2. The method according to claim 1, wherein the determining and outputting target character conversation data from the target character conversation data according to the probability of belonging to the preset category, the probability of containing a positive factor and the probability of containing a negative factor comprises:

for each piece of target role session data, determining a corresponding score according to the probability belonging to the preset category and the preset category score;

and in response to the fact that the probability containing the positive factors is larger than a preset threshold and the probability containing the negative factors is smaller than the preset threshold, determining target session data in the target role session data according to each score and outputting the target session data.

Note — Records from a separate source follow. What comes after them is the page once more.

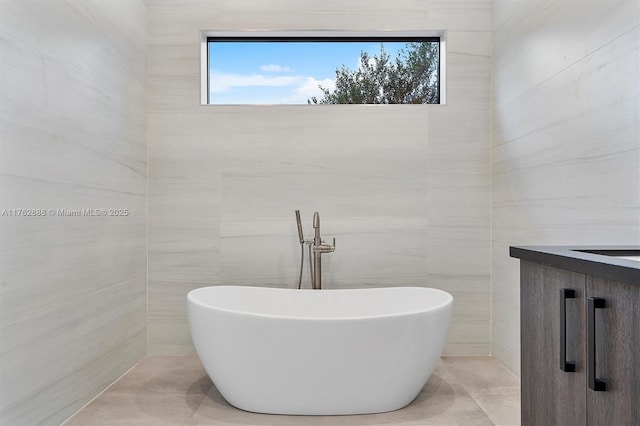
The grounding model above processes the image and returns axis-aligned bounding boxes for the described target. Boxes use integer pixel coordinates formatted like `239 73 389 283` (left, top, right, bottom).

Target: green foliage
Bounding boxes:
308 42 440 104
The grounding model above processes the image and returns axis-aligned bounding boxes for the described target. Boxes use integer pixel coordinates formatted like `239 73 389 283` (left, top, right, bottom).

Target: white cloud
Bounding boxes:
260 64 293 72
283 77 336 103
209 72 301 93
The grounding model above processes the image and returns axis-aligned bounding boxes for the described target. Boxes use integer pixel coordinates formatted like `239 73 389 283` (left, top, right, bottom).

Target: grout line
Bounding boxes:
60 355 147 426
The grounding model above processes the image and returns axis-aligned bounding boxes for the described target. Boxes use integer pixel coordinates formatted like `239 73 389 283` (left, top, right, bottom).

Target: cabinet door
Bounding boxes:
520 262 586 426
587 277 640 426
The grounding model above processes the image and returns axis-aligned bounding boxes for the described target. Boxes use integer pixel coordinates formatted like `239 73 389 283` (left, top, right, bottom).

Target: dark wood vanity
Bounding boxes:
510 246 640 426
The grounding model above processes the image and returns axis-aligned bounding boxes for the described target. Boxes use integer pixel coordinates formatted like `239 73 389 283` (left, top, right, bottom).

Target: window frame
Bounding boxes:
200 30 447 106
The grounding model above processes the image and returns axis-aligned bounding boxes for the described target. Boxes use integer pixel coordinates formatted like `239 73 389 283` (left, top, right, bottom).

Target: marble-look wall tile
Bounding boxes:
0 1 147 425
147 0 491 355
492 0 640 372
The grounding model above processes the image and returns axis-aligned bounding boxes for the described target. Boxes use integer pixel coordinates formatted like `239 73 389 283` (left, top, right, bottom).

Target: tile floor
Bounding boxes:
65 356 520 426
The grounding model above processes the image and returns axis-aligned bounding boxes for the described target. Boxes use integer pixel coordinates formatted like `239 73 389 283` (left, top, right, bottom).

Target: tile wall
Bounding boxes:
147 0 491 355
491 0 640 372
0 0 147 425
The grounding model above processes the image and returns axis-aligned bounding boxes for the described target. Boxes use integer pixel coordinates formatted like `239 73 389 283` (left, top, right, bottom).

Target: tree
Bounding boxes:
308 42 440 104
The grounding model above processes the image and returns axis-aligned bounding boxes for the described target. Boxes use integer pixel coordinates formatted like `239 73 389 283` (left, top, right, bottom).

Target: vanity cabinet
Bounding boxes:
511 247 640 426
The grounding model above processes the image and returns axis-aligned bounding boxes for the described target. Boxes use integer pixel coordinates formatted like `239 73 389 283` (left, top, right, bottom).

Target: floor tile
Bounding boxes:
191 364 493 426
66 356 520 426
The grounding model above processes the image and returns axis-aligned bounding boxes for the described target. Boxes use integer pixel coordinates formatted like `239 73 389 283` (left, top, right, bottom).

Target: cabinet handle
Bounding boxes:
587 297 607 392
560 288 576 373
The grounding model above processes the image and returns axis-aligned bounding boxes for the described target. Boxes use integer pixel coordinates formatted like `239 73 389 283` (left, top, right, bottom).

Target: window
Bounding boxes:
203 32 444 105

3. The method according to claim 2, wherein the determining and outputting target session data in the target role session data according to each score comprises:

and in response to the fact that the score is larger than a preset score threshold value in each score, determining target role session data corresponding to the score larger than the preset score threshold value in each score as target session data and outputting the target role session data.

4. The method of claim 2, further comprising:

and in response to the fact that the probability of each positive-direction-containing factor is smaller than a preset threshold or the probability of each negative-direction-containing factor is larger than a preset threshold, determining that target session data does not exist in the target role session data, and ending the data processing process.

5. The method of claim 1, wherein predicting the probability that the target role session data belongs to a preset category, the probability comprising a positive factor, and the probability comprising a negative factor comprises:

calling a percentile model to input the target role session data into the percentile model, and further outputting the probability that the target role session data belong to a preset category;

and calling a negative factor model to input the target role session data into the negative factor model, and further outputting the probability that the target role session data contains the negative factor.

6. The method of claim 1, wherein extracting target role session data from the session data according to the role identification comprises:

7. The method of claim 1, wherein prior to the predicting the probability that the target role session data belongs to a preset category, the probability comprising a positive going factor, and the probability comprising a negative going factor, the method further comprises:

determining time corresponding to target role session data, and splicing the target role session data according to the time to generate spliced session data;

and updating the target role session data by utilizing the splicing session data.

8. A data processing apparatus, characterized by comprising:

a probability prediction unit configured to predict a probability that the target character session data belongs to a preset category, a probability including a positive factor, and a probability including a negative factor;

and the output unit is configured to determine and output target session data from the target role session data according to the probability of belonging to the preset category, the probability containing a positive factor and the probability containing a negative factor.

9. The apparatus of claim 8, wherein the output unit is further configured to:

10. The apparatus of claim 9, wherein the output unit is further configured to:

11. An electronic device for data processing, comprising:

one or more processors;

a storage device for storing one or more programs,

when executed by the one or more processors, cause the one or more processors to implement the method of any one of claims 1-7.

12. A computer-readable medium, on which a computer program is stored which, when being executed by a processor, carries out the method according to any one of claims 1-7.